Thursday, July 21, 2011
That said, its recent proposal to use student aid as an incentive for transfer students to start in community colleges is intriguing.
The idea seems to be that tuition at community colleges is much lower than at four-year colleges, so students who enroll first at cc’s leave financial aid money on the table. The state is considering sending some of that money to students as a reward for saving the state money. In essence, it will let students apply the excess to the third and fourth years of college, thereby reducing their eventual loan burdens.
I’ll give the idea two cheers.
The first cheer, obviously, is because students who are in tough financial shape will get some money to help them along. And the second is for belated and welcome recognition that community college’s aren’t just in the business of workforce training or remediation. To the extent that the state knits the various elements of higher education into a coherent system, complete with well-specified paths for successful transfer, I see a real (and affordable) gain for the state.

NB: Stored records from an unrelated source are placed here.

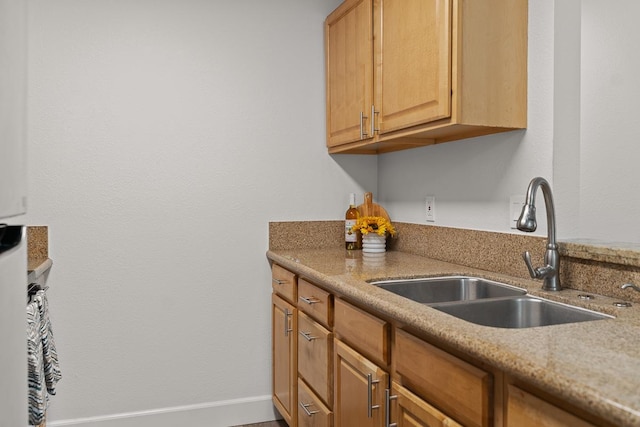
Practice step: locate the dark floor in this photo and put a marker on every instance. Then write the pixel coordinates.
(267, 424)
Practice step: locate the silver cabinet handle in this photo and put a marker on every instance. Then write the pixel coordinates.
(305, 408)
(363, 134)
(309, 300)
(387, 409)
(373, 120)
(287, 314)
(307, 336)
(370, 405)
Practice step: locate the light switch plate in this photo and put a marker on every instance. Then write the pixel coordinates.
(431, 208)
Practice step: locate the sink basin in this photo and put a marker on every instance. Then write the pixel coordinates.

But I’m concerned that directing ever-more enrollment to the community colleges, while directing money to students instead of institutions, will squeeze quality even more. That’s because community colleges charge students far less than what it costs to educate them. Add more students without adding more state aid -- in fact, I could see this program actually adding to the pressure to keep tuition down, making the squeeze even worse -- and the shortfall will come out of service delivery.
IHE recently had a wonderful article detailing the efforts to which colleges are struggling just to keep up with the ever-increasing and ever-changing financial aid compliance rules. Every time the feds change the rules, local resources get diverted from quality improvement to keeping the feds happy. (We recently added staff to the Institutional Research office, hoping to finally get ahead of compliance-driven reporting and actually move to evidence-based decisionmaking. Then the feds changed rules again and hoovered up the new person’s time. Thanks, guys.)
I could see the Illinois program doing something similar to the community colleges. In the absence of a serious and sustained increase to operating funding, new programs like these divert resources from already-existing programs.
I”d like to be wrong on this one. I’d like to hear that this new policy is just a small part of larger policy of appreciating community colleges as the linchpins of public higher education that they actually are. I’d like to hear that we’ll move to per-student funding parity with the four-years, sustainable and predictable budgets, and a new sense that people with money and choices would choose community colleges deliberately.
But I”m not holding my breath on that. So two cheers for Illinois. To use language they’ll recognize, the jury is still out on the third.